ABD'deki durumu özetlemek gerekirse, "Beyaz Saray ve Kongre arasında fikir ayrılığı var" diyebiliriz.
Şahsi düşüncem fikir ayrılığından çok fikir yakınlığı içinde bulundukları yönünde olsa da en azından görünen ve yansıtılan bu.
Peki ABD'ye güvenmeli miyiz?
Gelin biraz hafızamızı yoklayalım.
Birkaç örnek sıralayalım.
Ondan sonra kararı siz verin.
Türkiye daha önce ABD'den insansız hava araçları almak istedi, pek çok sıkıntıyla karşılaşıldı.
Sonucunda Türkiye kendi göbeğini kesti.
Teknolojisini ve altyapısını geliştirdi, üretim yaptı.
Uzun yıllar süren çabalarının meyvelerini aldı.
Şu anda İHA ve SİHA konusunda dünyada en çok adı geçen ülkeler arasında.
Ve bir başka örnek...
Türkiye ABD'den hava savunma sistemi istedi.

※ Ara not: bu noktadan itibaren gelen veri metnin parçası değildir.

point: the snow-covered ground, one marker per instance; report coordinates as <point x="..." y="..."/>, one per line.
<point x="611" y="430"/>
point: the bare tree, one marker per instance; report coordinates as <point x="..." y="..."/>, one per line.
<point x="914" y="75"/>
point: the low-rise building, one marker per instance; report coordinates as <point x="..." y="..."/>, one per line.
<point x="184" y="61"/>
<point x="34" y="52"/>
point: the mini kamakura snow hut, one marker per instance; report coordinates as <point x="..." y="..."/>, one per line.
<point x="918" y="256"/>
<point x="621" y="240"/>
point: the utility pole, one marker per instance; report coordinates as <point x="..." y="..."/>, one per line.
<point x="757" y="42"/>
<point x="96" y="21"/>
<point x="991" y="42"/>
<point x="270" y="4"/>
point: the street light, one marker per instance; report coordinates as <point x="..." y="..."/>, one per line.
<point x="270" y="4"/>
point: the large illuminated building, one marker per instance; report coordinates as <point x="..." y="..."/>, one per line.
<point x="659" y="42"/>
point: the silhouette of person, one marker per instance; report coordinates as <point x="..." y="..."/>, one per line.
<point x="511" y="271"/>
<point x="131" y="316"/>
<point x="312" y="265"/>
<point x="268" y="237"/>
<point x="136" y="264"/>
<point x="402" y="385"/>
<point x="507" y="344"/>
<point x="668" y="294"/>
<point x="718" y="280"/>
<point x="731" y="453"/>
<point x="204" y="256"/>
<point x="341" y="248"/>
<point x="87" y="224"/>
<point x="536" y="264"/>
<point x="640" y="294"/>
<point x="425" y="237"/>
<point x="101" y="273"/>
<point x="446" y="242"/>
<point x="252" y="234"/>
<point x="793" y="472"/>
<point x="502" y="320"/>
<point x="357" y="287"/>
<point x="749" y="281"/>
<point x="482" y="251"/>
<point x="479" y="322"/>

Patriot'lar yine verilmedi.
Durum acildi.
Türkiye önce Çin'e yöneldi, ardından bu ihtiyacını Rusya'dan karşıladı.
ABD ayağa kalktı.
CAATSA denilen mekanizma devreye girdi.
Türkiye'ye yaptırımlar uygulandı.
Üstüne bir de ortak üreticisi olduğumuz F-35 sürecinden çıkarıldık.

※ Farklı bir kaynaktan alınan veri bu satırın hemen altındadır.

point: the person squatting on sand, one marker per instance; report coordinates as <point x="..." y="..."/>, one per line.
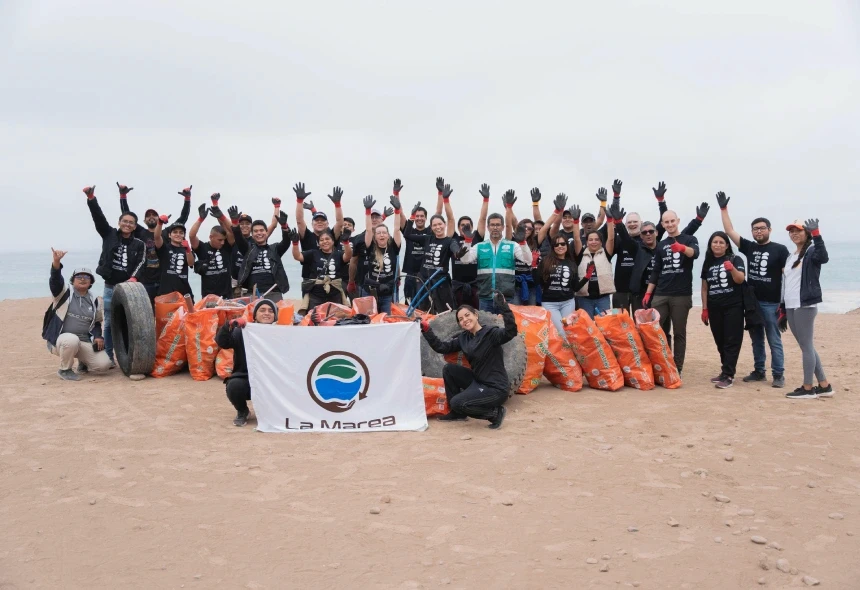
<point x="230" y="337"/>
<point x="479" y="392"/>
<point x="73" y="322"/>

Neyse ki Türkiye kendi göbeğini kesmekte yetenekli.
Gün gelip de KAAN seri üretimle envantere girdiğinde bu sorunlar da kalmayacak.
Dahası ABD Türkiye'nin parasını ödediği F-35'leri bile vermezken, Yunanistan'a F-35 satışı gündemde.

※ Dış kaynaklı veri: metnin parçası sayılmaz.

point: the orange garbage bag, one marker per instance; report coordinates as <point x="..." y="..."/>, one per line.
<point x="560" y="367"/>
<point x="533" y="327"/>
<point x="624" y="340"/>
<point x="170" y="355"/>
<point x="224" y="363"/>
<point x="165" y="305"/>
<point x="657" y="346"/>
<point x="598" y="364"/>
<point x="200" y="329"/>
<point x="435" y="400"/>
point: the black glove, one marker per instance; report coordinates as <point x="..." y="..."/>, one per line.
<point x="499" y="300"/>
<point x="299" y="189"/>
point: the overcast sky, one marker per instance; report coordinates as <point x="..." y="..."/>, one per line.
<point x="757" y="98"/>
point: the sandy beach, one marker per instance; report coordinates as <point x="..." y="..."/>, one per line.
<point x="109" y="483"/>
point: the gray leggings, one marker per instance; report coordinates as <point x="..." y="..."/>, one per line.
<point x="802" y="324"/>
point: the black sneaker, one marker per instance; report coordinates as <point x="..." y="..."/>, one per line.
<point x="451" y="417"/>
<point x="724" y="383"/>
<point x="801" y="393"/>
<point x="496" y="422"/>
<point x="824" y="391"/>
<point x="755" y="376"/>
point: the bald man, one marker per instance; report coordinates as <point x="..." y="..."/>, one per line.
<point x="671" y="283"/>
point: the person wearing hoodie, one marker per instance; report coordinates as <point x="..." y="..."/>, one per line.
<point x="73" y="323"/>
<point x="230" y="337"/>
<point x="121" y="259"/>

Bu da Ege'deki hava dengelerini Yunanistan'ın lehine bozması muhtemele bir başka hamle.
Peki ABD S-400'ler konusunda başka ne yaptı dersiniz?
Yine Rusya'dan S-400 alan Hindistan'a yaptırım uygulamadı.
Hatta CAATSA yaptırımlarından muaf tutulması için Kongre'ye tasarı sunuldu.
Oysa ABD'nin müttefiki ve NATO üyesi Türkiye, cezalandırılmak istenmişti.
Örnekleri çoğaltmak mümkün.
Mesela Güney Kıbrıs Rum Yönetimi'ne silah ambargosunu kaldırmaları...
Rum Milli Muhafız Ordusu denilen silahlı yapılanmayı, ABD'deki bir eyaletin ulusal muhafızlarının himayesi altına almaları.
Rusya bahanesiyle Yunanistan'a askeri üs, silah, daha doğrusu bir ordu konuşlandırmaları.
Zaman zaman uçak gemisi de gittiğini unutmamak lazım.
Bitti mi, hayır...
Güneyimizde PKK/YPG terör örgütünü uzun yıllardır silahlandırıyorlar.
Ayrıca teçhizat, askeri araç ve malzeme sağlıyorlar.
Maddi olarak da besliyorlar.
Onlara bir "devlet" kurdurmaya çalışıyorlar.
Üstelik bu hamleleri, yine "müttefik" dedikleri Türkiye için beka meselesi.
Artık bu nasıl müttefiklikse...
Bahaneleri de hazır. Terör örgütü DEAŞ ile mücadele.
Oysa Türk Silahlı Kuvvetleri, bölgede kara operasyonu yapıp DEAŞ ile göğüs göğüse çarpışmış tek NATO ordusu.
İsveç meselesine dönersek, ABD Başkanı Biden Türkiye'ye F-16 ve modernizasyon kitlerinin satışını desteklediğini söylüyor.
Kongre Noel tatilinde. Şimdi bekleyip göreceğiz.
Bakalım satış bildirim ne zaman yapılacak...
Kongre'de satışı engellemek için bir tasarı çıkarılacak mı, çıkarılmayacak mı?
Biden yönetimi böyle bir engel çıkması durumunda nasıl bir hamle planlıyor?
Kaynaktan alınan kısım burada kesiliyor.